Let’s call a spade what it is – as South Africans we love our bakkies and they’ve become a part of our fabric as a nation. When observing the bakkie trend over the years, it’s interesting how pickups have slowly moved from being primarily used workhorses to what they represent now – lifestyle vehicles that strike a balance between utility, comfort and in some instances, even luxury. Of course, when there’s a high demand for a product, savvy brands sweep in and provide the people with what they want. GWM has done just that with their new P Series, and we took a moment to investigate this new offering.

The bakkie space is a hotly contested area of the automotive market, with brands like Toyota dominating with the playing field. Be that as it may, there’s always room for competition and frankly, consumers wouldn’t have it any other way. More to choose from. To get a better understanding of the P Series we need to understand its origins first. GWM has been in the business of producing pickups since 1996, and according to the firm one in two bakkies in China is a GWM. 

South Africans have a strange aversion to seeing beyond the badge on a vehicle’s bonnet, which is sad because there are many great offerings from the various car manufacturers. They may not display your emblem of choice but they’re equally good if not better than the prominent brands, and in most instances, they’re more affordable The GMW P Series is one such example.


In a world where everything tends to look the same, different becomes a good thing. We’ll concede and say that the Chinese haven’t been known for creating breathtaking designs, that rank belongs to the Europeans. However, they’ve done a commendable job with the P Series, and designed a bakkie which is inoffensive but is still unique enough to grab your attention. What you’ll notice immediately is the large chrome grille donning the GWM emblem at the front. This part of the vehicle is bold and yet subtle, making it stand out. In an era of aggressive bakkie designs, GWM has opted for the middle ground with the P Series – it isn’t menacing but it’s not soft either. There are six different hues to choose from here, and they all look good on the GWM’s frame.

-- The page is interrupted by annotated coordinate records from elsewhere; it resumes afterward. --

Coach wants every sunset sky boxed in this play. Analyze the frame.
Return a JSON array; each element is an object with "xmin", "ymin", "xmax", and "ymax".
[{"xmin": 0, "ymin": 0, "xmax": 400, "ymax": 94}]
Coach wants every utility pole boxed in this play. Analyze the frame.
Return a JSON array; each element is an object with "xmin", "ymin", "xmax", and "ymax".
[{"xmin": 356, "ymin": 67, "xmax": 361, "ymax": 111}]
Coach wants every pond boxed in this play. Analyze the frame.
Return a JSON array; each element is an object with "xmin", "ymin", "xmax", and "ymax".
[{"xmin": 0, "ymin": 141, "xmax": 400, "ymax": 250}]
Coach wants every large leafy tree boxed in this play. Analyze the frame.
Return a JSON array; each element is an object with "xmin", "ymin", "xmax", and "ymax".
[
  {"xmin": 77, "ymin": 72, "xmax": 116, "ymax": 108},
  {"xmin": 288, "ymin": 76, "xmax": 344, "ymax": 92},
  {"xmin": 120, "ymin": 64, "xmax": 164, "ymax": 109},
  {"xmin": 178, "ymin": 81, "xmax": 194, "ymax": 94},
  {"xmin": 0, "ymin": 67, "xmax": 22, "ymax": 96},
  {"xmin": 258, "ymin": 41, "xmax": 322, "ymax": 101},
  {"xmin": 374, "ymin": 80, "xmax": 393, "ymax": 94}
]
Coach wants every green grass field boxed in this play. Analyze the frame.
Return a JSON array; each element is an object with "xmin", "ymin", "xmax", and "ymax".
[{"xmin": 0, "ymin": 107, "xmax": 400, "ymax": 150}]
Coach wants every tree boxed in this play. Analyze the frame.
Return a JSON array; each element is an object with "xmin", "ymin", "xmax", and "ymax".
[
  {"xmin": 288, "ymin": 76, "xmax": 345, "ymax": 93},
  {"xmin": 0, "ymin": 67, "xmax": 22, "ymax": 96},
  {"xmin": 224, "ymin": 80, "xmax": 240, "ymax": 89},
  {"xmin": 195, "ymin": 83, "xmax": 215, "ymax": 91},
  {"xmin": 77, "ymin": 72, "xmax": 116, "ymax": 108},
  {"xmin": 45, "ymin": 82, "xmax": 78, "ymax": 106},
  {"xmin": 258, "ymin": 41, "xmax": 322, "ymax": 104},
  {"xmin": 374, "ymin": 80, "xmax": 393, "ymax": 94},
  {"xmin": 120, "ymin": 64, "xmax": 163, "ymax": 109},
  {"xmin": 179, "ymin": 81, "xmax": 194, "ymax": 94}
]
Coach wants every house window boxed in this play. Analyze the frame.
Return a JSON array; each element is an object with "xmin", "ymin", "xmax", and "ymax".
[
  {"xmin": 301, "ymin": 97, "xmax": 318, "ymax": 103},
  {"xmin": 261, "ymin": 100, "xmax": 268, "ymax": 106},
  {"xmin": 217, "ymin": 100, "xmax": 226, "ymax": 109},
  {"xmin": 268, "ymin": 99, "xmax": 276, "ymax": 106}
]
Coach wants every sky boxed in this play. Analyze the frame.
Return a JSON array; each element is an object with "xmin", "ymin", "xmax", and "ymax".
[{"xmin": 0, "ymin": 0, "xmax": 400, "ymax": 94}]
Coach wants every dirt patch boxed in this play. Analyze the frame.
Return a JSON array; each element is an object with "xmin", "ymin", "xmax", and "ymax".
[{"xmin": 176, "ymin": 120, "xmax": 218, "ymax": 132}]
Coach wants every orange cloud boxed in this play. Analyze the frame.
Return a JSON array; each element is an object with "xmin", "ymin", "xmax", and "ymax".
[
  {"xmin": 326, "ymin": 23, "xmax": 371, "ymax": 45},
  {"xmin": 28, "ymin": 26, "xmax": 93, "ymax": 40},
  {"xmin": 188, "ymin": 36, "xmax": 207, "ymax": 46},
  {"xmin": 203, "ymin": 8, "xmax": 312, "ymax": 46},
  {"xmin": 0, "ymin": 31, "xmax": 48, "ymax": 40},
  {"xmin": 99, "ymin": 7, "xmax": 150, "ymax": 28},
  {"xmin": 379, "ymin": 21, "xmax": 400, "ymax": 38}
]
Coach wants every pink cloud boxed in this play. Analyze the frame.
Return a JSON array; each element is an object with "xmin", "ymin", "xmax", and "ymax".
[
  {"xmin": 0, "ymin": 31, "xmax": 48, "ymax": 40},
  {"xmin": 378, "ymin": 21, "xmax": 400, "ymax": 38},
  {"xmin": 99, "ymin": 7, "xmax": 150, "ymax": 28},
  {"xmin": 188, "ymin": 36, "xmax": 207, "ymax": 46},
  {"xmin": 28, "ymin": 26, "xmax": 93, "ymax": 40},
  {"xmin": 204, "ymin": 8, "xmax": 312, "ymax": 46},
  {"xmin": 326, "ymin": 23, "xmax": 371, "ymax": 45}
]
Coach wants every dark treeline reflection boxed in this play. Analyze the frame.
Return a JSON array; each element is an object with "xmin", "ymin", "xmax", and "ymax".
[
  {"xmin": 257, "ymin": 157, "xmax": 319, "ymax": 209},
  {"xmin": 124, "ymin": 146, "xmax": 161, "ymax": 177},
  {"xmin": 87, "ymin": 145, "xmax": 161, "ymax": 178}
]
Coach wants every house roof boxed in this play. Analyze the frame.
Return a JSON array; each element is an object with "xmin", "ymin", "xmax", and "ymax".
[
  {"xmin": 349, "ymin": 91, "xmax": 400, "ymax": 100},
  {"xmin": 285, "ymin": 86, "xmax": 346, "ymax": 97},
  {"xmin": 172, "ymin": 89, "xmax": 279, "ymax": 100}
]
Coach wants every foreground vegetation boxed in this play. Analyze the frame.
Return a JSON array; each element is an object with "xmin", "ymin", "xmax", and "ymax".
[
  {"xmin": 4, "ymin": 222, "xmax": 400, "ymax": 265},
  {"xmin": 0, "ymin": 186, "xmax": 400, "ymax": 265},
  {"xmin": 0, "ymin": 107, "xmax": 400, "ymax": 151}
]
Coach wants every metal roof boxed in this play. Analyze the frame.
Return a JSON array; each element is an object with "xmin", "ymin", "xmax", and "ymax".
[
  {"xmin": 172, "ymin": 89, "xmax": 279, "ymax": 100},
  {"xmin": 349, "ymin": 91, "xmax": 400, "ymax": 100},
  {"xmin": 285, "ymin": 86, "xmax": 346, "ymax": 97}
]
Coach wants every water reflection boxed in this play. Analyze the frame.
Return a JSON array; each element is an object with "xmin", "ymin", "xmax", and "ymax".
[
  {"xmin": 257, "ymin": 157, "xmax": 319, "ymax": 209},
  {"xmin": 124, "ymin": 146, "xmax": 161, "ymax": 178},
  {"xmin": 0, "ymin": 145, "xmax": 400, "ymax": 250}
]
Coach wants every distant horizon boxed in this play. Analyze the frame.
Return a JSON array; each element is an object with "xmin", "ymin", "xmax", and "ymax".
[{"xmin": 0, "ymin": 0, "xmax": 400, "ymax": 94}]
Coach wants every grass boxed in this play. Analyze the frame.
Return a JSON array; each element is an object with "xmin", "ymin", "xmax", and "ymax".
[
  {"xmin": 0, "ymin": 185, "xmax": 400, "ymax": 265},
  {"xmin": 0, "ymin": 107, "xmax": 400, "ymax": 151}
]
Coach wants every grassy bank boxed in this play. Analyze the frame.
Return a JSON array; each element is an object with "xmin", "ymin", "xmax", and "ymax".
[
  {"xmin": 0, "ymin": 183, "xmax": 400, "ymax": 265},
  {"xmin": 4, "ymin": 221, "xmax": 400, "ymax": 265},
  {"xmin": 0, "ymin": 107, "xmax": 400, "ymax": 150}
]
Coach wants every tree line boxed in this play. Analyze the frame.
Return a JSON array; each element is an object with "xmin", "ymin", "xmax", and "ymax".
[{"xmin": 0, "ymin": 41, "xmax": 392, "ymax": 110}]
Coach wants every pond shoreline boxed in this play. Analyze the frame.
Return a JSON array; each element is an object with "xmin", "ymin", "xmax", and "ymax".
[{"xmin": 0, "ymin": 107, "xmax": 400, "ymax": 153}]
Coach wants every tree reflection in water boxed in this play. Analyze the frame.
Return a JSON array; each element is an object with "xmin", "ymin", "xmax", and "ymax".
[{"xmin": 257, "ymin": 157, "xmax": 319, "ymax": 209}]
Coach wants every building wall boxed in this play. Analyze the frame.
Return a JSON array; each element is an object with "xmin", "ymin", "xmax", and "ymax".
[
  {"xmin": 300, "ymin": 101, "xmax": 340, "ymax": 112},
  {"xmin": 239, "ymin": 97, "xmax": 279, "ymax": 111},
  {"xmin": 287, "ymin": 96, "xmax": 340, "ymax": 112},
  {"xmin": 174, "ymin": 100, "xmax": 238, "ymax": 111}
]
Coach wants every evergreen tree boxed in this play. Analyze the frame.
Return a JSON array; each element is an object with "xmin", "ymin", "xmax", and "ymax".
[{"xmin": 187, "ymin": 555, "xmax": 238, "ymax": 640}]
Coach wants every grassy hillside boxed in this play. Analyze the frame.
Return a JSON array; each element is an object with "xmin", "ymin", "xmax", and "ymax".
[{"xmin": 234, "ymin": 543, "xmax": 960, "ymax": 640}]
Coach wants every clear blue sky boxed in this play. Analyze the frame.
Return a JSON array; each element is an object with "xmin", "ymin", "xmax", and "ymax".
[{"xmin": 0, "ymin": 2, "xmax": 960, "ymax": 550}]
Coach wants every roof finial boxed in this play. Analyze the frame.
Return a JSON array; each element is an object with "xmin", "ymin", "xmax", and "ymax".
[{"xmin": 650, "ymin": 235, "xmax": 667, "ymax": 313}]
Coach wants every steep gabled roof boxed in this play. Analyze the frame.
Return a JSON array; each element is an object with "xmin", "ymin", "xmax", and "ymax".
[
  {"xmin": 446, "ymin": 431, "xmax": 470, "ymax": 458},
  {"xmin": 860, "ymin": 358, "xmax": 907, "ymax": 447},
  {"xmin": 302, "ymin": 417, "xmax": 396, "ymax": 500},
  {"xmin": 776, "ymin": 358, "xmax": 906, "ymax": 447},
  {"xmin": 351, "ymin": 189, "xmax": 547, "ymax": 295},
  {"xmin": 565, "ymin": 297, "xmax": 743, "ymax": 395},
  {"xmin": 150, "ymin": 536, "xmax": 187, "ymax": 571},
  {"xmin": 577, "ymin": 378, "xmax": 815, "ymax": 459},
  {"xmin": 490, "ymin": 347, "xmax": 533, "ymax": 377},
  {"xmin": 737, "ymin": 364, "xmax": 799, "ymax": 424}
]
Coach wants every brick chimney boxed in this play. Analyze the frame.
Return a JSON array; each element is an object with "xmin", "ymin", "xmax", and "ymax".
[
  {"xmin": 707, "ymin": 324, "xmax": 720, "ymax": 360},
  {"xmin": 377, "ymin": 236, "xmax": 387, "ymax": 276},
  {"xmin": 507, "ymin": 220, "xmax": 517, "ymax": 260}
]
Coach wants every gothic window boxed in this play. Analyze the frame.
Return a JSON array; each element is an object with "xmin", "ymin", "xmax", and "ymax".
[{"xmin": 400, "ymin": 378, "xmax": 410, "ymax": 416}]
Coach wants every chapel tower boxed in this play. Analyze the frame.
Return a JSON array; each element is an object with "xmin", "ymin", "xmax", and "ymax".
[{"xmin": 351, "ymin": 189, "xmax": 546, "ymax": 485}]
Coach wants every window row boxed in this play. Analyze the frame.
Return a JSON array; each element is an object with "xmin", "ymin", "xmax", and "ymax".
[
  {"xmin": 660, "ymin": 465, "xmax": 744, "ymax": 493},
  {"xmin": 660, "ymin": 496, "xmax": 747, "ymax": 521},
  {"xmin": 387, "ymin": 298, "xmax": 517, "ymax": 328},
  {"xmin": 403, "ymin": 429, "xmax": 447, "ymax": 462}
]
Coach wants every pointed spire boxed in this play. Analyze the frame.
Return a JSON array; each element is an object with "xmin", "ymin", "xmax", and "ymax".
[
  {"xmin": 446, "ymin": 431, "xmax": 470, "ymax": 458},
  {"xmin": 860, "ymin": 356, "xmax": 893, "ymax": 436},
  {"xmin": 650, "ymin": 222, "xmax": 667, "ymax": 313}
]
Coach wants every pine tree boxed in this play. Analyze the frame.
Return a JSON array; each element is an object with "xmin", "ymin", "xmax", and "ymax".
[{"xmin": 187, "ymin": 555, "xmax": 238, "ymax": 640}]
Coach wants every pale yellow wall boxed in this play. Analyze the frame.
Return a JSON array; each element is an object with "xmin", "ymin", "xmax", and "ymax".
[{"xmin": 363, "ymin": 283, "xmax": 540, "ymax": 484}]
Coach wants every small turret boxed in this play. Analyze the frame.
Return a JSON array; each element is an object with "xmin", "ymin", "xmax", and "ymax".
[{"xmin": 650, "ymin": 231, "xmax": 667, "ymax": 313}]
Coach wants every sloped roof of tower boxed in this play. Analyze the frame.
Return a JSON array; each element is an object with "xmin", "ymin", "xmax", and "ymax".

The inside of a vehicle is where you spend most of your time, and as such, it needs to be built to reasonable standards. GWM has breached this mark with the P Series’ interior. It’s surprisingly well-built and upscale for a Chinese product. Considering the many critics were lurking in the shadows waiting to bash a product from China, the creators of the P Series had to have their bases adequately covered. From the 7-inch digital instrument cluster to the even larger 9-inch infotainment screen on the dash, this is an attractive cabin. The T shaped gear lever adds to the is one feature we particularly liked. Lots of tech and electronics to keep you busy here, from smartphone mirroring, all the way to a surround-view camera in the top-spec P series. It also comes with three USB ports to keep your electronic devices running at all times, you also get electronically adjustable seats. Way to go GWM!


As things stand, a 2.0-litre turbo diesel engine powers the entire P Series range with no substitute. This drivetrain can be matted to a 6-speed manual gearbox or an 8 speed ZF transmission. The ZF auto seems to be the one that gels best with this diesel engine, built to deliver 120 kW and 400 Nm of sturdy torque. The four-cylinder will suffice for now, but we hope to see more variety in the future. 

A bakkie with no off-roading capabilities is like a toothless dog really, and thankfully, the Chinese had this too in mind when building the P Series. There are two-wheel drive derivatives as well as 4×4’s on the menu. The AWD variants feature 2H and 4L, and other off-road features for those who like to take the less beaten path. With a starting price of R339 900 and peaking at R544 900 for the 2.0TD double cab LT 4×4, the GWM P Series builds a solid case for itself and is honestly difficult to ignore.